Stocks moved mostly higher on Thursday, though upward momentum was reserved ahead of the jobs report on Friday and next Tuesday's presidential election.
The S&P 500 was up 0.12%, the Dow Jones Industrial Average rose 0.2%, and the Nasdaq fell 0.04%. The S&P 500 could narrowly snap a seven-day losing streak, its longest in five years.
Most investors were holding out for the most closely watched economic report, the monthly jobs report, that will be released on Friday. Economists anticipate 173,000 jobs to have been added to nonfarm payrolls in October, accelerating from 156,000 in September. The unemployment rate is expected to dip to 4.9% from 5%, while average hourly earnings are predicted to climb to 0.3% from 0.2%.

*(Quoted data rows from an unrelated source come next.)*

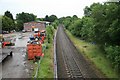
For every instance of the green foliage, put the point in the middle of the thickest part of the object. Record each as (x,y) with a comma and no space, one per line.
(49,32)
(9,15)
(101,24)
(55,24)
(22,18)
(113,53)
(51,18)
(7,23)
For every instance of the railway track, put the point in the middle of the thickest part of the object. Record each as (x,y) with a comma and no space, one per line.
(70,63)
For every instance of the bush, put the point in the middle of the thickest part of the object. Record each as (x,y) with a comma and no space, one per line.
(113,53)
(50,33)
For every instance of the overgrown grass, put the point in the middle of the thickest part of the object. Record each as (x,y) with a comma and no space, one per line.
(46,66)
(46,69)
(95,55)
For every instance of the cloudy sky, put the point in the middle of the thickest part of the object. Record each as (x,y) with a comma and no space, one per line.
(46,7)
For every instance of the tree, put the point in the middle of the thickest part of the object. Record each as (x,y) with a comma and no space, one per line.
(51,18)
(9,15)
(22,18)
(7,23)
(25,17)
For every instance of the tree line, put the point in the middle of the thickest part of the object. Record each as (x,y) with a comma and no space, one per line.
(100,25)
(9,23)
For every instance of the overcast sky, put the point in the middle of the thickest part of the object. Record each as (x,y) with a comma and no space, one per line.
(41,8)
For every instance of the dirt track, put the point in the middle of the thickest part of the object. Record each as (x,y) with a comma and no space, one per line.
(70,63)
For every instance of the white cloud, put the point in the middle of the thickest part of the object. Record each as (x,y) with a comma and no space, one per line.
(46,7)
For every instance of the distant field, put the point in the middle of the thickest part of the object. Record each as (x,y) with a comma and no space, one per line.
(95,55)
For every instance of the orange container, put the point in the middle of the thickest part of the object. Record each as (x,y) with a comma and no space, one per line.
(34,50)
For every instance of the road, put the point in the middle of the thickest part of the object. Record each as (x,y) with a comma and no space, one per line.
(70,63)
(17,66)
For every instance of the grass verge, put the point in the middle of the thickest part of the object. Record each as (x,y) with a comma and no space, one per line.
(95,55)
(46,66)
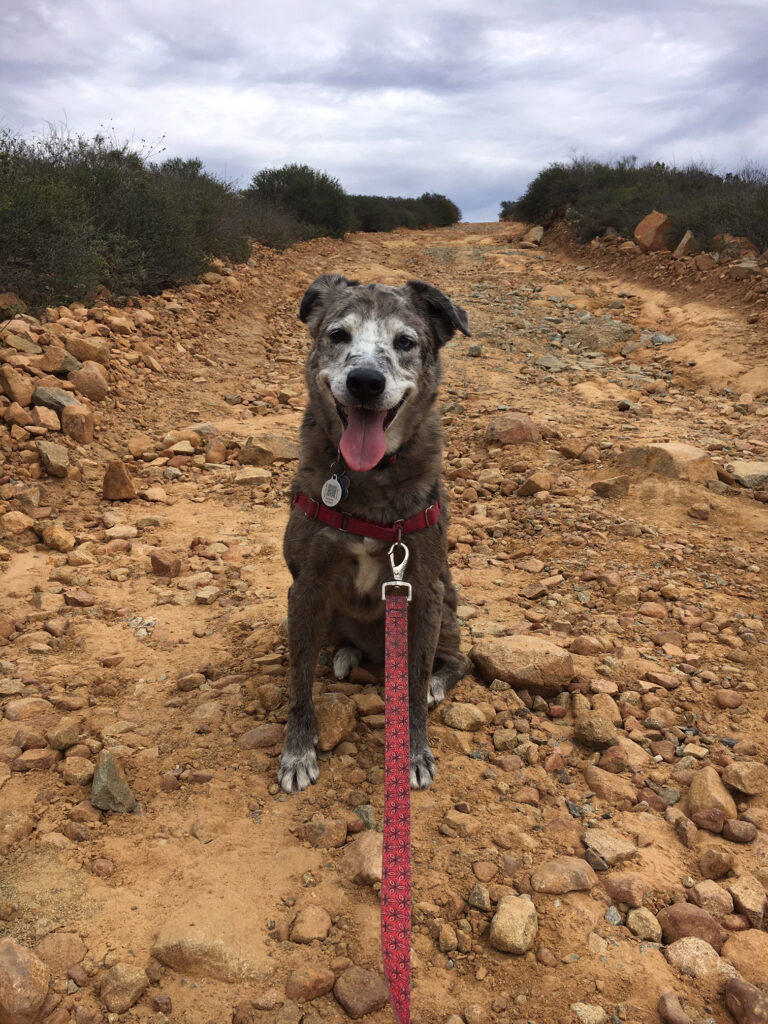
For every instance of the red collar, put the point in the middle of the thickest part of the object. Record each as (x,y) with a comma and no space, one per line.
(364,527)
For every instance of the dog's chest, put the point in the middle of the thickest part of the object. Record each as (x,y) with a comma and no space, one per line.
(367,554)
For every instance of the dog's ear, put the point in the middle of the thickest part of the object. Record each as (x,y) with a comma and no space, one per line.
(321,290)
(443,315)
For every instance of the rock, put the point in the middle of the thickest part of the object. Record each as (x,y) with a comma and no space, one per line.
(563,875)
(748,1004)
(122,986)
(611,848)
(90,380)
(464,717)
(611,486)
(713,898)
(715,862)
(588,1013)
(110,791)
(165,563)
(54,458)
(747,776)
(750,898)
(18,387)
(652,232)
(53,397)
(310,923)
(626,887)
(512,428)
(56,538)
(59,951)
(707,793)
(323,833)
(642,924)
(336,719)
(118,483)
(88,348)
(360,860)
(671,1011)
(514,926)
(686,246)
(684,920)
(24,984)
(263,736)
(748,951)
(524,662)
(308,982)
(697,957)
(672,460)
(263,450)
(359,991)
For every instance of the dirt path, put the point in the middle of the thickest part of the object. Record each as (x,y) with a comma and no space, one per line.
(658,591)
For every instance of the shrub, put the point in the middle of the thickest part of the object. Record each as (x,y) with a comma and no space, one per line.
(313,198)
(595,196)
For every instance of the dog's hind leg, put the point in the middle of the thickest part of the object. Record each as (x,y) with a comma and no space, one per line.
(346,658)
(298,765)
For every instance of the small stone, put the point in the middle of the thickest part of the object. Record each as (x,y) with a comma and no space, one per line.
(748,1004)
(463,716)
(110,791)
(563,875)
(361,858)
(309,981)
(671,1011)
(514,927)
(55,458)
(685,920)
(118,483)
(24,983)
(122,986)
(747,776)
(310,923)
(359,991)
(716,861)
(642,923)
(335,719)
(748,951)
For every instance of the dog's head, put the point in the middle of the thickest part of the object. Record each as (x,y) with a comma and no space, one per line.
(374,370)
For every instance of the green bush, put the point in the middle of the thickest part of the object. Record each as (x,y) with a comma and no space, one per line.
(595,196)
(314,199)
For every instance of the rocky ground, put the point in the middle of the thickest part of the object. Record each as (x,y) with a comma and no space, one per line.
(594,847)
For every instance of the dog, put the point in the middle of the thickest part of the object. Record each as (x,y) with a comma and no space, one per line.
(371,444)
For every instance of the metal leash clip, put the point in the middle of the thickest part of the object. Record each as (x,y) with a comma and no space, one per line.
(398,570)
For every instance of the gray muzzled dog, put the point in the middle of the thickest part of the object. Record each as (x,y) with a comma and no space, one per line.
(373,376)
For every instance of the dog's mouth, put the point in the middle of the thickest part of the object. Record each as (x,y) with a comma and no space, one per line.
(364,443)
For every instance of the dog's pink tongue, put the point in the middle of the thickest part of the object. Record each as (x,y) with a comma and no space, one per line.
(364,443)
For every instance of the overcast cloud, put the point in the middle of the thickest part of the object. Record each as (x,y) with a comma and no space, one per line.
(398,97)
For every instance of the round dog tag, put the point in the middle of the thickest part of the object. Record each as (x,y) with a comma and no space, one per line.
(332,492)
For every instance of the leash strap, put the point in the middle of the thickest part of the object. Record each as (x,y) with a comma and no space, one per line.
(395,873)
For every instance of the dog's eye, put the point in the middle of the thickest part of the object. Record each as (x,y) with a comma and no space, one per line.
(339,335)
(403,343)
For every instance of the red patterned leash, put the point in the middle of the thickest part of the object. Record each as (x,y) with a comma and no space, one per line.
(395,872)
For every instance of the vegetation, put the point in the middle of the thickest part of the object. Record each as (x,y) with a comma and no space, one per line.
(80,213)
(594,196)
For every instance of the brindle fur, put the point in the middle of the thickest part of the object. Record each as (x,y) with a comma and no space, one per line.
(336,592)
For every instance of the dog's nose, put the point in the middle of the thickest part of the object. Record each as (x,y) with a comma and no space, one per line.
(365,384)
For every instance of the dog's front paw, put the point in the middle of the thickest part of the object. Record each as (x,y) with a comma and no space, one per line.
(297,771)
(423,769)
(436,693)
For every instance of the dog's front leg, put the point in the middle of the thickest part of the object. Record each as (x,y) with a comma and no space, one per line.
(306,616)
(424,627)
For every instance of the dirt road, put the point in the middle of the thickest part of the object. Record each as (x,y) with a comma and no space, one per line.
(239,902)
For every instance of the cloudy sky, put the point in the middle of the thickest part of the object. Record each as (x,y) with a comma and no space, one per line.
(469,99)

Uncertainty over next week's U.S. presidential election kept Wall Street on edge. Stocks have endured a volatile week after a number of polls showed Republican presidential candidate Donald Trump gaining momentum in electoral college and popular-vote polls. A Times/CBS News poll Thursday morning shows Democratic presidential candidate Hillary Clinton holding onto a three-point lead. The poll noted that most voters say their minds have been made up.
Services activity in the U.S. weakened in October, according to the latest non-manufacturing ISM index. The measure slipped to 54.8 last month from 57.1 in September, though remained in expansionary territory for its 81st straight month. Analysts expected the index to come in at 56. New orders and business activity both weakened.
Factory orders in the U.S. increased 0.3% in September, up from 0.2% in August. Orders have risen for three straight months. Analysts expected the measure to remain flat at 0.2% growth in September.